Step 2 for Your 5S Transformation

(Read Part 1 Here)

A friend of mine told me his clients frequently complain when he insists on spending most of his time on 5S, claiming they already know how to do it. To which he replies, if you did, then it would be done and it’s not, so you don’t. And, he goes on, if you can’t use this simple management tool, then you won’t be able to do the harder things that are coming as you transition your way into Lean thinking.

5S is actually even more powerful than that – as stated in the last post. 5S is a a behavior modification program that lays the foundation for everything to come. The last post also stated that you can use it to drive some very deep principles into the participants. The second tip involves making sure that your 5S is easy to sustain, the fifth S.

During step four of 5S – the systematize/standardize step, tell the team to build the entire process into the landscape visually. That means use colors, pictures, labels and any visual means necessary to make the process for that operation so visually clear, as to allow a complete neophyte to be able to follow the process within minutes. They don’t have to be able to do the operation as fast as an expert of course, but they have to be able to complete it, just by following the visual cues. Any point where an outsider gets stopped due to confusion is an indicator it’s not visual enough.

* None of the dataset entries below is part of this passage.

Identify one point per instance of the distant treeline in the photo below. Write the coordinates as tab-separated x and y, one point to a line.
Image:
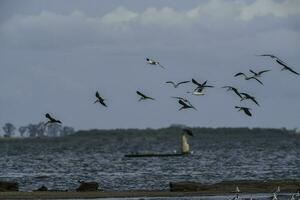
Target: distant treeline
56	130
37	130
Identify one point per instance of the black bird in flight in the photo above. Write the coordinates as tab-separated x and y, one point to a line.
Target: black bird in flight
245	109
248	78
185	105
153	62
51	119
281	62
230	88
285	67
100	99
143	97
258	74
175	85
199	85
247	96
187	131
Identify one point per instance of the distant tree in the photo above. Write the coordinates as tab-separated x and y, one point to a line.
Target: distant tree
22	130
9	129
67	131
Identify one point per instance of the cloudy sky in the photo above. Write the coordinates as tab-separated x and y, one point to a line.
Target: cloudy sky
55	54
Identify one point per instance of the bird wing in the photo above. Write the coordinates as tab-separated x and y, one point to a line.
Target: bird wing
97	95
256	79
47	115
286	67
195	82
182	103
141	94
182	82
263	71
253	72
171	82
239	74
247	111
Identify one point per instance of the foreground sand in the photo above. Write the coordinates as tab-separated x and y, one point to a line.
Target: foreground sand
182	189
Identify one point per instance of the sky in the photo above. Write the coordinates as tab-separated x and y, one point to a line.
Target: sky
55	54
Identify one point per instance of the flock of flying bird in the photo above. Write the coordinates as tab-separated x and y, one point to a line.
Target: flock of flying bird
200	87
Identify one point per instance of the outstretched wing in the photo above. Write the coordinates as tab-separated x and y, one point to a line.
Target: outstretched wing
141	94
195	82
263	71
239	74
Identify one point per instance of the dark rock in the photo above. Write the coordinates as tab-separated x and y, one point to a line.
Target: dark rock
6	186
88	186
187	186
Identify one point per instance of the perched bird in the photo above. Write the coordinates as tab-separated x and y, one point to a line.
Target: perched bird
230	88
248	78
51	119
245	109
247	96
100	99
143	97
187	131
258	74
185	105
285	67
153	62
175	85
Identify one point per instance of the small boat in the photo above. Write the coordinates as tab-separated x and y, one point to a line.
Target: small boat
185	149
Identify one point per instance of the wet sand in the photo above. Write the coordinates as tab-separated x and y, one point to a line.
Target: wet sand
222	188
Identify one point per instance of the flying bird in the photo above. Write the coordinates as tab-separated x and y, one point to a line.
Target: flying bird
281	62
230	88
285	67
203	85
143	96
245	109
248	78
258	74
175	85
51	119
100	99
247	96
185	105
187	131
153	62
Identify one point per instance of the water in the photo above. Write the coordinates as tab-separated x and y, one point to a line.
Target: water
59	163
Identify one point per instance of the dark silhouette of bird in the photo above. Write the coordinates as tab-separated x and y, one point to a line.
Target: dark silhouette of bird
175	85
245	109
247	96
153	62
185	105
100	99
285	67
51	119
258	74
187	131
248	78
203	85
143	96
281	62
230	88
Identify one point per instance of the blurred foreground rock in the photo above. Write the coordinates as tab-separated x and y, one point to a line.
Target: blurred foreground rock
88	186
6	186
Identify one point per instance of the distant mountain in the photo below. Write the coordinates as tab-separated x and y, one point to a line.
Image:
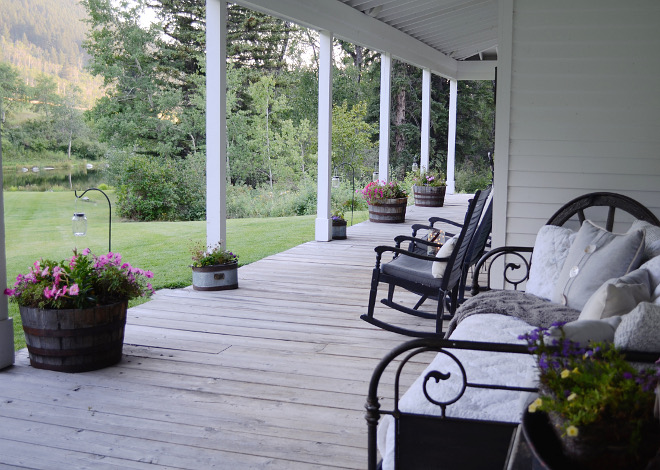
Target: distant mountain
46	36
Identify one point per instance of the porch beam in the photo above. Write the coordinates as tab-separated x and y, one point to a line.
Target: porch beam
451	137
426	120
216	128
384	133
347	23
323	227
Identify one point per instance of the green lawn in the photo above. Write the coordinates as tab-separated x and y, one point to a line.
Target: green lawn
38	225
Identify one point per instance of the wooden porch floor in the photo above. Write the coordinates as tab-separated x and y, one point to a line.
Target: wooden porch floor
272	375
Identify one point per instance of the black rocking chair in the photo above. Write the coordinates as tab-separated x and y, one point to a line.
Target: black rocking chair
412	271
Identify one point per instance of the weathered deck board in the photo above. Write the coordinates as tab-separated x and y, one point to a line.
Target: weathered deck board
271	375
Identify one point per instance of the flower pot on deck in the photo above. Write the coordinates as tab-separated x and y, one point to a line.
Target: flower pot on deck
216	277
74	340
338	229
388	211
429	196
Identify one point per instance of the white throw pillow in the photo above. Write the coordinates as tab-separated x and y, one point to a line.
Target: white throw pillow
584	332
595	256
438	268
614	298
550	251
651	236
640	329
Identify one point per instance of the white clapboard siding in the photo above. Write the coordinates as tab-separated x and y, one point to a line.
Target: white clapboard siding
584	108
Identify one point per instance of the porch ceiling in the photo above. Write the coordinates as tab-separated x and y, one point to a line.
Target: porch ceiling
460	29
453	38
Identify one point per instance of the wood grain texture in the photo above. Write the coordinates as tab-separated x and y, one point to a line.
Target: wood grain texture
271	375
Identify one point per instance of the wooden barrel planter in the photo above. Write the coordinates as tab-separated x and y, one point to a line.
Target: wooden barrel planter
216	277
429	196
389	211
74	340
339	230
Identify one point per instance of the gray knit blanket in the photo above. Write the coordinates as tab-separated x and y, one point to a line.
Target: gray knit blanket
533	310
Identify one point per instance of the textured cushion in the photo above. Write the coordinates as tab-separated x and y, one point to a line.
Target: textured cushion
585	331
550	251
595	256
640	329
438	269
618	296
651	236
412	269
652	266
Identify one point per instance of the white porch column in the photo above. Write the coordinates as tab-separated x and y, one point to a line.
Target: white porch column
323	228
451	137
426	119
6	323
384	136
216	127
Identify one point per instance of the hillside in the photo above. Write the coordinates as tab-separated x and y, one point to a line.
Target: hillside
46	36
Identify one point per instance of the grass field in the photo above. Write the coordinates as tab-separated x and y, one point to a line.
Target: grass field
38	225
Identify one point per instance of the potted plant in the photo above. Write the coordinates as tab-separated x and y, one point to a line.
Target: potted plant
429	188
338	225
74	311
386	201
599	406
214	268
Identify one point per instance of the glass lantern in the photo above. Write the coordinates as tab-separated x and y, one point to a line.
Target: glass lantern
79	224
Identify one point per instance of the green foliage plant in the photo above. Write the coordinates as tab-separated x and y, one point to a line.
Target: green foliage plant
212	256
82	281
591	388
377	191
428	178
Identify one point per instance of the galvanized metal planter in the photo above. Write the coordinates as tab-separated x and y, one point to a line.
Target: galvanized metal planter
216	277
75	340
429	196
338	229
389	211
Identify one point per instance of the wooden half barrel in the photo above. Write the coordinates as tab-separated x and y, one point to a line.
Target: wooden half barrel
429	196
389	211
75	340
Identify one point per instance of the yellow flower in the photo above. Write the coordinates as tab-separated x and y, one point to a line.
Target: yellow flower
534	405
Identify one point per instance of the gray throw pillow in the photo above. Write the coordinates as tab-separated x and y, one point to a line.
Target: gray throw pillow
640	329
584	332
595	257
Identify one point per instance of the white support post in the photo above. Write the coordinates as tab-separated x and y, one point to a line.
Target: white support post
216	122
6	323
323	227
384	137
451	137
426	120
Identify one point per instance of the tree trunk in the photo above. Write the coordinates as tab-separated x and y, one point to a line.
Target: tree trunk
400	119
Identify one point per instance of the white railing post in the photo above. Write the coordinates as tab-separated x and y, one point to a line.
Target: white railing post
323	227
216	122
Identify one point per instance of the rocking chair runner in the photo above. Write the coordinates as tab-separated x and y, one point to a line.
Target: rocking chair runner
412	271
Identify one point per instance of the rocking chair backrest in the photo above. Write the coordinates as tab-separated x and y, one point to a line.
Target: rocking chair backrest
454	268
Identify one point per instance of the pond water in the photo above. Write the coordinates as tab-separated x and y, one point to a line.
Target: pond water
48	177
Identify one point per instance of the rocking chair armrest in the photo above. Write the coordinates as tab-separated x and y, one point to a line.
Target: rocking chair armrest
400	251
433	220
402	238
487	261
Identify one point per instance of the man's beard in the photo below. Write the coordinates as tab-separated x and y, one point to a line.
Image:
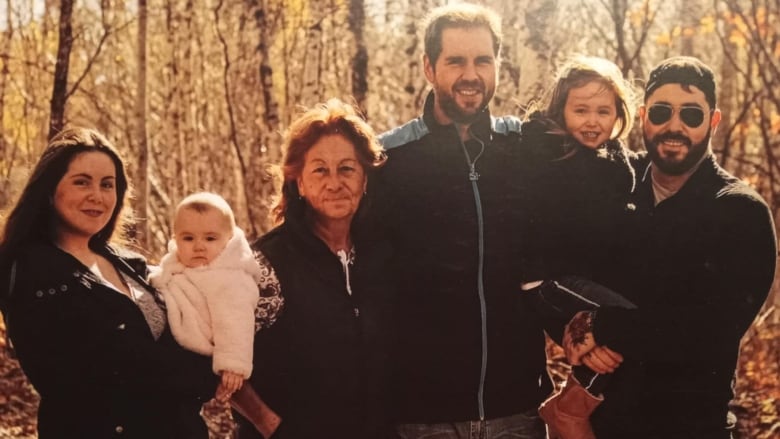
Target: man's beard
695	153
457	114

What you will have done, assuming you included the last tip into your 5S and are now using this one, is to have incorporated the essence of Lean thinking (emphasis on the value add) into the process, and locked it in visually in order to standardize it. There’s more to do in step four to standardize, like reducing the number of tools needed by standardizing bolts and screws etc., but by including this visual management technique into step four, you’ll have made step five, sustaining the new platform, much easier.

The human brain wants to put things back where they belong and it wants to follow the right steps. Incorporating excellent visual management as outlined here, insures you get that instilled up front. That doesn’t mean things can’t change when they’re improved; on the contrary, great visual management actually serves as a platform to identify what needs to be improved. Because anyone (even those who are just visiting) can tell when the standard process is not being followed because of the visual cues, everyone will know right away. And as the team gets more comfortable with this cycle, they will push to lock the new improved processes down visually, each and every time.

Do these two things during your future 5S’s to turbocharge their effectiveness beyond anything you’ve experienced in the past.